Horror comics, in the late Frankfurt School theory combining class sociology and psychoanalysis, perpetuated the fixation of both children and child-like illiterate working classes into the anal and oral stage of development, with their attending (or at least alleged) masochism and sadism, predisposing those thus indoctrinated both to obey unconditionally the powers that be, and to put their potential for violence at the disposal of the same powers.

Late Frankfurt theorists, thus, developed the core arguments of an anti-comics theory, based on secular arguments of mental manipulation. At the same time, both Roman Catholic and Protestant morality watchdogs (including the Catholic Legion of Decency, originally created in 1933 to lobby against immorality in motion pictures) also focused on comics as pernicious elements of popular culture, for different reasons, branding them as immoral, not respecting the traditional taboos about sexuality and marriage, and conductive to juvenile delinquency. The latter was a point of serious concern for secular critics, too.
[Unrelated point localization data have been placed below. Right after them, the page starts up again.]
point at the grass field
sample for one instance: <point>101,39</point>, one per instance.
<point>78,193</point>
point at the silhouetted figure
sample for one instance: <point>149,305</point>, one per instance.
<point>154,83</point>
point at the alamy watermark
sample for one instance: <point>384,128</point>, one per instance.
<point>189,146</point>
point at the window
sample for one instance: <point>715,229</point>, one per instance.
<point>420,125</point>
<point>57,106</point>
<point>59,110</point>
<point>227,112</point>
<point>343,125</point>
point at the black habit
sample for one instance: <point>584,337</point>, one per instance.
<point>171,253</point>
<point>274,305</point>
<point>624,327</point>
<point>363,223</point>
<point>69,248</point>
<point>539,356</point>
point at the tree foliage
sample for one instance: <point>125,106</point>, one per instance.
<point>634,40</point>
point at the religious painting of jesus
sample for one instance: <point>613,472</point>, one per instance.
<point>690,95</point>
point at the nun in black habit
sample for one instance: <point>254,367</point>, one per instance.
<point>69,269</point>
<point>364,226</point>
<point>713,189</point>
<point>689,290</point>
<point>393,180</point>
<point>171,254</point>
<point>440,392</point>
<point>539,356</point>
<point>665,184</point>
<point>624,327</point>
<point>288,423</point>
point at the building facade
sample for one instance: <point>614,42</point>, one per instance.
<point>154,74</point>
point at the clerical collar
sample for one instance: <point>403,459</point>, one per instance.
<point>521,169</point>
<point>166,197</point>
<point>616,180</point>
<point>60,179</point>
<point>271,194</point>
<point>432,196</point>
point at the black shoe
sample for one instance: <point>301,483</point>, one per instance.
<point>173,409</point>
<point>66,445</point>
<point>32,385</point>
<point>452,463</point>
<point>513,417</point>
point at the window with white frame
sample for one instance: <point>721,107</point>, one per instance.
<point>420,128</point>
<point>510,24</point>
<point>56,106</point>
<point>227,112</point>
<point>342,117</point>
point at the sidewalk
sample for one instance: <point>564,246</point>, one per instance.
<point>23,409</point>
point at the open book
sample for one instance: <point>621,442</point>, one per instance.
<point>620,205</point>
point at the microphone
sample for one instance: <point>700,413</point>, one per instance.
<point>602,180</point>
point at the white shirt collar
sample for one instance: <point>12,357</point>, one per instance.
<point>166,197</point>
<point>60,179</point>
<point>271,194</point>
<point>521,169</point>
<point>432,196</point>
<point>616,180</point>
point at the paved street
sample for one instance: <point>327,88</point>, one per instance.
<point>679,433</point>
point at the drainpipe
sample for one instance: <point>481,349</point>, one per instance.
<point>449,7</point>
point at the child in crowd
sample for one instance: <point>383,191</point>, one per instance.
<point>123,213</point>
Both forms of criticism of comics appeared in the 1930s and in the 1940s, in the U.S. as well as in Europe. However, as in the case of oppositional coalitions against Communism and “cultic” religion, political success could be achieved only through some degree of co-operation between the secular and the religious anti-comic movements. They made strange bedfellows, since their original aims were not the same. Religious crusaders against comics were normally politically conservative, focused on sex and violence, and targeted primarily horror comics. The politics of those influenced by the Frankfurt-School-style criticism were more often of the left-wing type. The allegedly “fascist” superhero comic was seen as a vehicle for “brainwashing” the masses into ideologies of totalitarianism at least as dangerous as the horror comics. Both religious and secular anti-comic crusaders agreed, however, that through comics the masses and the young adults were both manipulated, and adopted the terminology of “brainwashing” as soon as it became available in the political field.

Father Bethléem personally destroying the “bad” magazines at a kiosk.
Father Bethléem personally destroying the “bad” magazines at a kiosk.

Coalitions were built in several countries. In France, conservative Catholic criticism of comics, whose pioneer before World War II had been Father Louis Bethléem, was substantially translated in their own languages by secular humanists and Communists after 1945, leading to one of the largest anti-comics campaigns in comics history. The situation in Europe (and in some Canadian provinces) was, however, different from the United States. Critics of comics outside the U.S. denounced them as a vehicle of postwar American cultural imperialism, a criticism that conservative religious and political left-wing activists might share.

In the U.S., of course, anti-Americanism was not a factor, but populist opposition to “immoral big business” “brainwashing” the masses for its own purposes plaid very much the same role in building coalitions between religious and secular opponents of popular culture. How this strange alliance worked will be the subject of the second article in the series.